At the Indiana Women's Prison. Lwp Kommunikáció, Flickr CC.
At the Indiana Women’s Prison (established in 1873, the first adult women’s correctional facility in the U.S.). Lwp Kommunikáció, Flickr CC.

Many more men are incarcerated than women, but from 1980 to 2014, the number of women in state and federal prisons rose from just over 13,000 to more than 106,000, making women the fastest growing prison population in the U.S. This drastic increase is due in part to the War on Drugs and the shift to a “tough-on-crime” logic in the 1970s and ‘80s. For women, the mass incarceration era doesn’t just exert tougher penalties; it also carries over an earlier, paternalistic way of disciplining women.

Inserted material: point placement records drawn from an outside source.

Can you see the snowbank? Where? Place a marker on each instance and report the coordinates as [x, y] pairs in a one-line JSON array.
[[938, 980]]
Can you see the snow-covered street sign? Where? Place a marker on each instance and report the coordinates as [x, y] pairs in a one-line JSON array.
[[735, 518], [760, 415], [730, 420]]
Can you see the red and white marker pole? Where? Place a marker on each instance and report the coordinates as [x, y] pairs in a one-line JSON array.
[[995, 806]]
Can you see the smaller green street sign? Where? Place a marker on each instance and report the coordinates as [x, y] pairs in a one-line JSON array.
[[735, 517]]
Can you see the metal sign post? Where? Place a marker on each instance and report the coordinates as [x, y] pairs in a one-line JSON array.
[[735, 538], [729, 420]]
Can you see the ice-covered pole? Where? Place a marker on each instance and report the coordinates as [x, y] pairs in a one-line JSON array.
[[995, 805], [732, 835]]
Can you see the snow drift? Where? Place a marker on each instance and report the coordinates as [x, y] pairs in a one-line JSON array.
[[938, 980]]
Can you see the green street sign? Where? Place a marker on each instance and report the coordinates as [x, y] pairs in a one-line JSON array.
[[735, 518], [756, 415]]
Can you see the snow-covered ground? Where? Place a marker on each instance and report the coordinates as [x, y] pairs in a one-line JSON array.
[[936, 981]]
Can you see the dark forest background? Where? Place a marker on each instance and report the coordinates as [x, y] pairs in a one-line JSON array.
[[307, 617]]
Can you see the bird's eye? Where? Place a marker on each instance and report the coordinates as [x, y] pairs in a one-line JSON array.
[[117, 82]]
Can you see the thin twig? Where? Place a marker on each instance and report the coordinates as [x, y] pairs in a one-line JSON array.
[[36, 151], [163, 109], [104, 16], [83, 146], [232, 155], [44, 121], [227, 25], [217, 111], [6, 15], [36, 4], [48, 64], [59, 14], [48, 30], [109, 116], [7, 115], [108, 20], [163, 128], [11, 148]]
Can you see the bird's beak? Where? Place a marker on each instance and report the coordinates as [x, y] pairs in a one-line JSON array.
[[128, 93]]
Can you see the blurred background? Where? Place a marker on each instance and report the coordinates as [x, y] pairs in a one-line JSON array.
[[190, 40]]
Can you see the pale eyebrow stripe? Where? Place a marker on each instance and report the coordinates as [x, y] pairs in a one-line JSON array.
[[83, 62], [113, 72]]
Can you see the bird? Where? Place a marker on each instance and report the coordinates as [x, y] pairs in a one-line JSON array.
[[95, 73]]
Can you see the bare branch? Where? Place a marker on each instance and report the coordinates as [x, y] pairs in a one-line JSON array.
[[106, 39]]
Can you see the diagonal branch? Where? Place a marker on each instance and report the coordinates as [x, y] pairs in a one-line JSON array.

Before mass incarceration, women’s prisons operated under rehabilitative models. These viewed women’s criminal behavior as a result of their vulnerability or dependency, rather than dangerousness. Inmates were sometimes called “girls” and referred to the warden as “daddy.” Later tough-on-crime policies increased security, abolished mandatory counseling, and emphasized order and control in women’s prisons. Still, some contemporary prisons maintain a paternalistic attitude by offering women “treatment” that focuses exclusively their perceived inability to make good choices in the face of challenges from men, drugs, or a history of abuse.

In other words, incarcerated women are hit with a double bind. Strict sentencing policies ignore social context and drastically increase the number of women in prison, while the paternalism of the past shapes how the criminal justice system interprets and judges their behavior and prospects for rehabilitation.